ArchivesPortalEuropeFoundation / Topic-Detection

Using machine learning approaches for automatic topic detection in a multilingual environment
6 stars 0 forks source link

Read json exports #1

Closed fedenanni closed 3 years ago

fedenanni commented 4 years ago

Quick overview of each json file to understand basic structure

fedenanni commented 4 years ago

For each document we have the following fields:

id : C122306260

parentId : C122306134 unitTitle : Affaire Gigante : propriété, quartier du Défends à Aix. spell : ['Affaire Gigante : propriété, quartier du Défends à Aix.', 'Gigante'] levelName : clevel startDate : 1960-01-01T00:00:01Z endDate : 1980-12-31T23:59:59Z alternateUnitdate : s.d. dateType : normal country : FRANCE:G:2 repositoryCode : FR-FRAD013 langMaterial : fre ai : Archives départementales des Bouches-du-Rhône:1879 recordId : FRAD013_151J_01 dao : False numberOfDao : 0 numberOfDaoBelow : 0 numberOfDescendents : 0 numberOfAncestors : 3 other : Gigante titleProper : 151 J - Pourtal, expertises comptables (1815-1983):F684632 recordType : fa topic : ['economics'] F0_s : 151 J - Pourtal, expertises comptables (1815-1983):G:F684632 FID0_s : F684632 F1_s : 00000001:Affaires traitées par M. Pourtal:G:C122305060 FID1_s : C122305060 F2_s : 00000010:Dossiers n° 1300 à 1469.:G:C122306134 FID2_s : C122306134 AID1_s : A1879 AID0_s : A407 A1_s : Archives départementales des Bouches-du-Rhône:L:A1879 A0_s : Archives départementales:G:A407 orderId : 125 openData : False timestamp : 2019-06-23T21:51:22.918Z

fedenanni commented 4 years ago

I could use the langMaterial for the language. Which field should I use for the textual content?
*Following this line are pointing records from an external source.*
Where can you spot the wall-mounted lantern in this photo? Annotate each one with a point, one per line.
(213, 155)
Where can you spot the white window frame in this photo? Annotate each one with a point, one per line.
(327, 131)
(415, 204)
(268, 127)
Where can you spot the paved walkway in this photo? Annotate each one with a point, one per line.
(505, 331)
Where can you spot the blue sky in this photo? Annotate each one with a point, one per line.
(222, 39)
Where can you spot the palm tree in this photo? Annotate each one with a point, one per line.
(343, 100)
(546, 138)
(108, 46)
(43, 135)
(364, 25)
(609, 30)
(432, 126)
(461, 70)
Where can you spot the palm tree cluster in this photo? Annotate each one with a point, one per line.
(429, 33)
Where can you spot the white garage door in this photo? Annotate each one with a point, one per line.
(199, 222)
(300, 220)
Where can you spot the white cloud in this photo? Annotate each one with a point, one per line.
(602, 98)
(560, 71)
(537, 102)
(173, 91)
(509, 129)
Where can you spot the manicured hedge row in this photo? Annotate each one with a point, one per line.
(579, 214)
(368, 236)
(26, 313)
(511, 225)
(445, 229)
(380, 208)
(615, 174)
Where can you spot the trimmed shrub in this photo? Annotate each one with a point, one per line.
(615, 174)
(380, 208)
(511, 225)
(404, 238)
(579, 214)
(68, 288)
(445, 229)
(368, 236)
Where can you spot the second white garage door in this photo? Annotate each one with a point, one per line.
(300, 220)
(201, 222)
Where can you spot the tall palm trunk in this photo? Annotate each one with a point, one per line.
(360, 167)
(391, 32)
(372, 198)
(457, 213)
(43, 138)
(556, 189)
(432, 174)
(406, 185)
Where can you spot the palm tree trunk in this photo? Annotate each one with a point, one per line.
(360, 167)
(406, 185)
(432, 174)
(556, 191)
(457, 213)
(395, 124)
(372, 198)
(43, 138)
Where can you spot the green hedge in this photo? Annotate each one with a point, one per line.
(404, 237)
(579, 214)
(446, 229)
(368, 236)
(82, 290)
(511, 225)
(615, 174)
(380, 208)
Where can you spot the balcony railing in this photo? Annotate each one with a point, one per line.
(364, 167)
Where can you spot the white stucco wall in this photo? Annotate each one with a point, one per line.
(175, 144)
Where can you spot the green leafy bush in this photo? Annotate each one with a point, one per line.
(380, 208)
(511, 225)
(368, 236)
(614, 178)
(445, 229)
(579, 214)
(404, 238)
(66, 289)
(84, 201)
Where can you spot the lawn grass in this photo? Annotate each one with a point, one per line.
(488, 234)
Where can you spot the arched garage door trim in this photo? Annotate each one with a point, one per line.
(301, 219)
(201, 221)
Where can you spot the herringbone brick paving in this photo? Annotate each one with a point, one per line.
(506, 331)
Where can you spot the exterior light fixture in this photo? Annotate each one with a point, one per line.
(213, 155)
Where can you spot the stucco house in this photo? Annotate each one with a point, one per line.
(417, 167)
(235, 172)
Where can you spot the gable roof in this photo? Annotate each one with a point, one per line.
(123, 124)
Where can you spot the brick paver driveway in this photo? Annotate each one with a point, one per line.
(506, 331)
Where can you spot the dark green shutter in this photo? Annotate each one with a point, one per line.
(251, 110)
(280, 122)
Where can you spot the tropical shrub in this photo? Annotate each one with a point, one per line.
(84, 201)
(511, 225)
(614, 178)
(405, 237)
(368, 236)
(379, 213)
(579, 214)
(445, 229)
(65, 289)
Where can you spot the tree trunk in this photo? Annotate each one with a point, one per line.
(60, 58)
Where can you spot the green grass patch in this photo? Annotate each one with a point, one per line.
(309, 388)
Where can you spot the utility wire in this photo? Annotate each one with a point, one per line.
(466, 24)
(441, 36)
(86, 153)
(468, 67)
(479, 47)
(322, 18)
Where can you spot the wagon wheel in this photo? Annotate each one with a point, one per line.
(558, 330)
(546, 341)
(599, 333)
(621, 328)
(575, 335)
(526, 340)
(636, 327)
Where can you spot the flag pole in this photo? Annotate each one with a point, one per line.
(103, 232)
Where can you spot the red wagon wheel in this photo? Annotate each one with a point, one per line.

kerstarno commented 4 years ago

langMaterial is the best indication of the language - even though it's the language of the material rather than the language of the description, which would be what we'd be after more. Unfortunately, the version of EAD that we are using does not include an element (or attribute) to capture the language of decsription.

As for the textual content, we might want to consider a combination of the following:

I think, there'd also be a field for the scope and content note of the "item", although this is not present in this example, hence I am not quite sure about the name. Will have a look and add later on.

kerstarno commented 4 years ago

P.S.: Should be scopeContent, but maybe @stefanpapp-ape could confirm.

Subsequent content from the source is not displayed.